Interesting. Hendrix wrote a lot of songs in odd keys for guitar like F# (Foxy Lady, Little Miss Lover) and C#(Burning of the Midnight Lamp, Spanish Castle Magic)

Steve Perry said...

Yeah, but he was Hendrix. Not a lot of folks kept up with him.

Jazz players go there, too, songs with five-fret stretches. E-flat13-aug-sus-Bob's-your-uncle-once-removed chords ...

And once you get into alternate tunings, that does interesting things to chords and scales, too.

We can't go there. I can figure out several positions where I can get the majors, minors, and sevenths, now and then a ninth, but I'm putting in an hour and half a day, though most of it is repertoire. I know only a few scales, and now then, I can work out a fill or riff to go with the rhythm.

We're just not really adept players at the local basement group. Most of them really enjoy the get-togethers, but only a couple of them actually practice during the rest of the week. They come to a chord they don't know, they just skip it.

I'm working on getting the other guitarists to play up the neck, especially for a couple of simple blues songs -- we play St. James Infirmary in Dm -- so you can do it with three chords (Dm, A7, Gm,) and there's only one fret shift, from the fifth fret to the third and back, and it's slow enough to do pretty easily.

Like anything else, you get out of it what you put into it.

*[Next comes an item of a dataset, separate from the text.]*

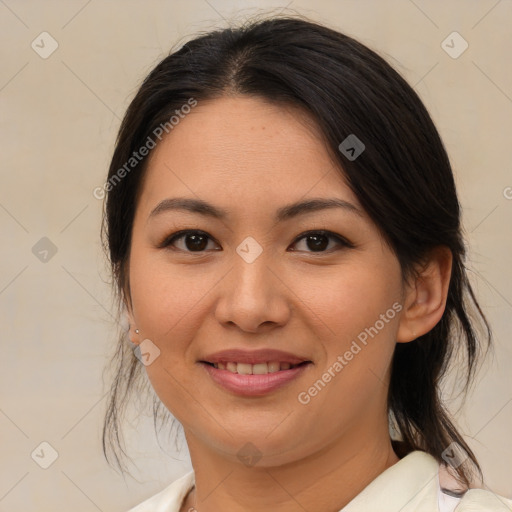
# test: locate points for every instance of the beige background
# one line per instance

The jam group I was in before this one, I was one of the least accomplished players, so I had to hustle to keep up. That was good.

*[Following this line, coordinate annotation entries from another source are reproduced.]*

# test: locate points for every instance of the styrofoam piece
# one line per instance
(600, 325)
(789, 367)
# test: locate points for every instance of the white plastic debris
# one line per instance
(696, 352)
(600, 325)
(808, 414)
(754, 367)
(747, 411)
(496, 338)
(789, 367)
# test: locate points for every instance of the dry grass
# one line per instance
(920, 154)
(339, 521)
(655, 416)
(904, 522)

In this group, I'm the best guitarist (that's a relative term here), so I'm trying to help the others get better. Learn a lot by teaching, too ...

Shady_Grady said...

=) When I heard stuff by Joe Pass and Wes Montgomery I knew I would never be able to play it. And I was right!!

+)
But I did have fun trying.
I really enjoy your writing on this btw as it is making me want to get back into some things.